Максим останавливался у окна, подолгу стоял неподвижно, смотрел на улицу.

Зима. Мороз. Село коптит в стылое небо серым дымом – люди согреваются. Пройдет бабка с ведрами на коромысле, даже за двойными рамами слышно, как скрипит под ее валенками тугой, крепкий снег… Собака залает сдуру и замолкнет – мороз. Люди – по домам, в тепле. Разговаривают, обед налаживают, обсуждают ближних… Есть – выпивают, но и там веселого мало.

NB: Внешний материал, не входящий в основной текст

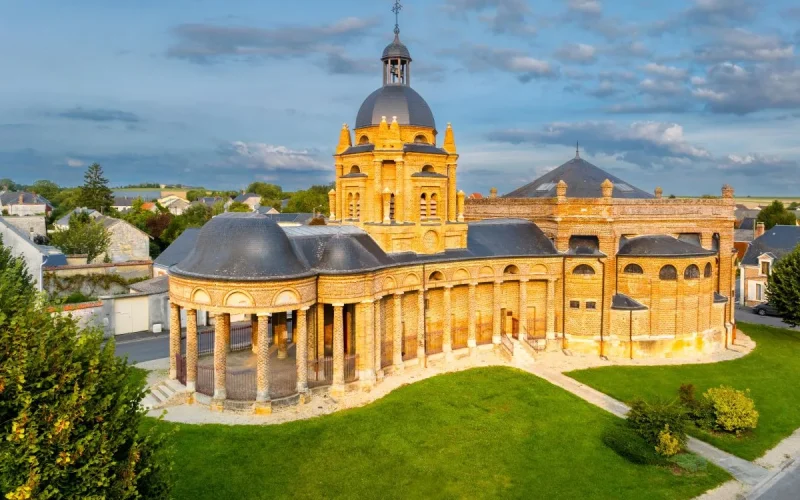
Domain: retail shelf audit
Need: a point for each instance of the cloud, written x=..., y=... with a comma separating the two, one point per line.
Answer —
x=579, y=53
x=484, y=58
x=503, y=16
x=261, y=156
x=646, y=144
x=207, y=43
x=99, y=115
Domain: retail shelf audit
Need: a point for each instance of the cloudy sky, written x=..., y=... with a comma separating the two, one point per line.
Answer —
x=687, y=95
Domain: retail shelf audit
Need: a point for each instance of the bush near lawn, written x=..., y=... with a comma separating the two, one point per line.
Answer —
x=770, y=372
x=482, y=433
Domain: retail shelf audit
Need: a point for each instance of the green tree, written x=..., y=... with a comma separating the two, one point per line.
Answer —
x=783, y=287
x=84, y=236
x=774, y=214
x=95, y=192
x=70, y=420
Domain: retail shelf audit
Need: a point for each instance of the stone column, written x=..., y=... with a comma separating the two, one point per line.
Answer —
x=421, y=327
x=398, y=332
x=447, y=340
x=367, y=375
x=174, y=339
x=472, y=340
x=301, y=344
x=338, y=350
x=191, y=350
x=378, y=339
x=550, y=327
x=496, y=319
x=221, y=336
x=263, y=405
x=523, y=309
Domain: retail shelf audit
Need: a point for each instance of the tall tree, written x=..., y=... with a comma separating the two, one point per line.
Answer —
x=70, y=419
x=783, y=288
x=775, y=213
x=95, y=192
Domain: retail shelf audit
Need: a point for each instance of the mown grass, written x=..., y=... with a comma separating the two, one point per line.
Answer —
x=771, y=372
x=482, y=433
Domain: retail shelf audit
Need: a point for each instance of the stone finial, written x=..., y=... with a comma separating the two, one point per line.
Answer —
x=561, y=189
x=607, y=188
x=727, y=191
x=345, y=141
x=449, y=140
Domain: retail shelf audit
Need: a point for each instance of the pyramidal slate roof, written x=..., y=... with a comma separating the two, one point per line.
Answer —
x=583, y=181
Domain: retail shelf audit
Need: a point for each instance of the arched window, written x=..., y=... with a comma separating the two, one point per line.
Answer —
x=633, y=269
x=668, y=272
x=583, y=269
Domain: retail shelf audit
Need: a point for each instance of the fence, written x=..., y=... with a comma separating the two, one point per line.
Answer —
x=460, y=337
x=433, y=341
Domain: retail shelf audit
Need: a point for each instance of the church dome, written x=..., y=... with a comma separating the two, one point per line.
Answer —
x=395, y=100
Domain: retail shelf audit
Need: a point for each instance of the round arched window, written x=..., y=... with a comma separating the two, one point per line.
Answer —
x=633, y=269
x=668, y=272
x=691, y=272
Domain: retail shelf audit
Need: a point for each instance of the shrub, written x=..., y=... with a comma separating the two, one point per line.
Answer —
x=631, y=446
x=734, y=410
x=668, y=445
x=649, y=419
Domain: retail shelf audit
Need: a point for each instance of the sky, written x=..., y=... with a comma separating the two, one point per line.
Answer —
x=687, y=95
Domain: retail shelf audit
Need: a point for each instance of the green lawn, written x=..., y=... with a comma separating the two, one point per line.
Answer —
x=482, y=433
x=771, y=372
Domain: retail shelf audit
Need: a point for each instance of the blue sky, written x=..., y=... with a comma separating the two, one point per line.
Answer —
x=687, y=95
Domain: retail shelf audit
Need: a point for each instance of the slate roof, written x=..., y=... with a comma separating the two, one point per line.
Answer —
x=179, y=248
x=660, y=246
x=779, y=241
x=395, y=100
x=583, y=181
x=256, y=248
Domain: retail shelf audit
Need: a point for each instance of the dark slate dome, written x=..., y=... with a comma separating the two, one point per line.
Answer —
x=395, y=100
x=241, y=246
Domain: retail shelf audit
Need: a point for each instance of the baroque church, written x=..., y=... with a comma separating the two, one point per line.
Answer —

Максим, когда тоскует, не философствует, никого мысленно ни о чем не просит, чувствует боль и злобу. И злость эту свою он ни к кому не обращает, не хочется никому по морде дать и не хочется удавиться. Ничего не хочется – вот где сволочь-маета? И пластом, неподвижно лежать – тоже не хочется. И водку пить не хочется – не хочется быть посмешищем, противно. Случалось, выпивал… Пьяный начинал вдруг каяться в таких мерзких грехах, от которых и людям и себе потом становилось нехорошо. Один раз спьяну бился в милиции головой об стенку, на которой наклеены были всякие плакаты, ревел – оказывается: он и какой-то еще мужик, они вдвоем изобрели мощный двигатель величиной со спичечную коробку и чертежи передали американцам. Максим сознавал, что это – гнусное предательство, что он – «научный Власов», просил вести его под конвоем в Магадан. Причем он хотел идти туда непременно босиком.

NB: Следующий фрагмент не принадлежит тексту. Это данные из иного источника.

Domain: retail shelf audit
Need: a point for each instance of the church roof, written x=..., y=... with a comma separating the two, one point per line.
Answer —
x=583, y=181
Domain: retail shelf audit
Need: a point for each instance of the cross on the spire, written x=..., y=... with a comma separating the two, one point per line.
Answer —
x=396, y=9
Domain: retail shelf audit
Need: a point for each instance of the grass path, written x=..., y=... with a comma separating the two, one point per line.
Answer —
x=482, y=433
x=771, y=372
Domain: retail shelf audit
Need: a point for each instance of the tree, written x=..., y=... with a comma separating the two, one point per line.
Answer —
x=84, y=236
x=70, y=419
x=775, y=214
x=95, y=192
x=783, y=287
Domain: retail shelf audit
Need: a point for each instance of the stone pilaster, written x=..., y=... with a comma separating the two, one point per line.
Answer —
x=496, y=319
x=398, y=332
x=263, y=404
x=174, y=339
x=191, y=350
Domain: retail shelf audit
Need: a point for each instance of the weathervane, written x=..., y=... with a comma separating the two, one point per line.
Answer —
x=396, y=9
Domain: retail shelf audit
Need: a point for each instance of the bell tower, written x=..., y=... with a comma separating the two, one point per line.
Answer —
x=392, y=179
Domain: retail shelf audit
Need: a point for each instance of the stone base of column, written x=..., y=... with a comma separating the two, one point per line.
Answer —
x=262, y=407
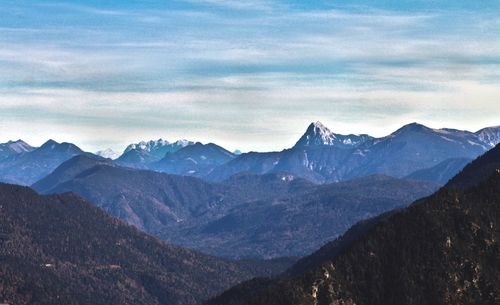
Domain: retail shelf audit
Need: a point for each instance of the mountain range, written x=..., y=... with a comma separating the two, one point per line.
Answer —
x=319, y=156
x=28, y=165
x=443, y=249
x=246, y=216
x=322, y=156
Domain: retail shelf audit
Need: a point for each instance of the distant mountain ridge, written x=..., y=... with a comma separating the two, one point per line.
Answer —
x=319, y=134
x=246, y=216
x=30, y=166
x=443, y=249
x=138, y=155
x=322, y=156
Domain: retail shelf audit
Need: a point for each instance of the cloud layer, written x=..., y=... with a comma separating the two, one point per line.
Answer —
x=247, y=75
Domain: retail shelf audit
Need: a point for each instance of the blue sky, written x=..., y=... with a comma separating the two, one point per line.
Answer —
x=248, y=75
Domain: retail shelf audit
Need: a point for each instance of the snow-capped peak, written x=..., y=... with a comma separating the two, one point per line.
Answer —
x=318, y=134
x=147, y=146
x=489, y=135
x=108, y=153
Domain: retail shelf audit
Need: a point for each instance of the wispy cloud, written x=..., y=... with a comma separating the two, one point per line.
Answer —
x=199, y=66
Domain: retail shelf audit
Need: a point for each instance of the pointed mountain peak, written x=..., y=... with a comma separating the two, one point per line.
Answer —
x=317, y=134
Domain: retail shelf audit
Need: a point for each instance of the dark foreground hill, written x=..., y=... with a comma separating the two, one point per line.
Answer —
x=442, y=250
x=60, y=249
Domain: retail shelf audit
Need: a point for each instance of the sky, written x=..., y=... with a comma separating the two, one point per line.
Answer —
x=248, y=75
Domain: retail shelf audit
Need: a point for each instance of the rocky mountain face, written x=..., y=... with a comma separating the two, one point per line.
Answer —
x=28, y=167
x=322, y=156
x=61, y=249
x=247, y=216
x=318, y=134
x=139, y=155
x=443, y=249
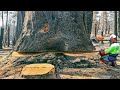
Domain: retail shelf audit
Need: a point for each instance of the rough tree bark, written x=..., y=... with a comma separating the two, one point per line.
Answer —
x=20, y=21
x=55, y=31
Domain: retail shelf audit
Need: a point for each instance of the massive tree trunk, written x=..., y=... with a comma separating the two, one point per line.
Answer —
x=20, y=20
x=88, y=16
x=55, y=31
x=93, y=32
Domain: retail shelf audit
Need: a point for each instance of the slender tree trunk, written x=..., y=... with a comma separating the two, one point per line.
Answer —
x=109, y=30
x=119, y=23
x=2, y=32
x=115, y=23
x=8, y=38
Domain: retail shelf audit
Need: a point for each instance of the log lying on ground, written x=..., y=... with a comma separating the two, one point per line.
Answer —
x=39, y=71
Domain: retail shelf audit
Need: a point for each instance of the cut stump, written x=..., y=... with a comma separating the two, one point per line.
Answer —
x=39, y=71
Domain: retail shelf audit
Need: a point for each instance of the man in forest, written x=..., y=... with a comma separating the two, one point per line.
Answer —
x=109, y=55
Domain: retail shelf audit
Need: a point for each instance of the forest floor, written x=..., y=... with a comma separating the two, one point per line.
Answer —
x=97, y=70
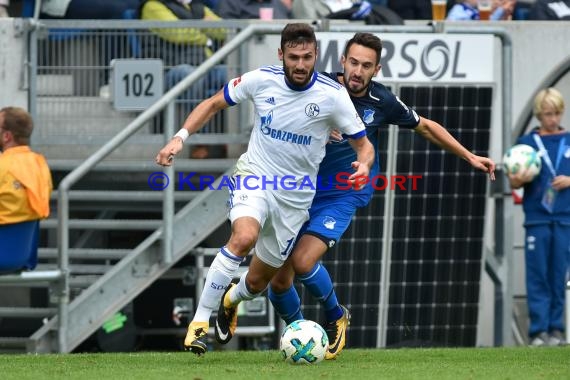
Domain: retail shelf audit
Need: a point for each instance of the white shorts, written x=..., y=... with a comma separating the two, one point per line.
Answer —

– Зачем же чертежи-то передал? – допытывался старшина. – И кому!!!

Этого Максим не знал, знал только, что это – «хуже Власова». И горько плакал.

В одно такое мучительное воскресенье Максим стоял у окна и смотрел на дорогу. Опять было ясно и морозно, и дымились трубы.

«Ну и что? – сердито думал Максим. – Так же было сто лет назад. Что нового-то? И всегда так будет. Вон парнишка идет, Ваньки Малофеева сын… А я помню самого Ваньку, когда он вот такой же ходил, и сам я такой был. Потом у этих – свои такие же будут. А у тех – свои… И все? А зачем?»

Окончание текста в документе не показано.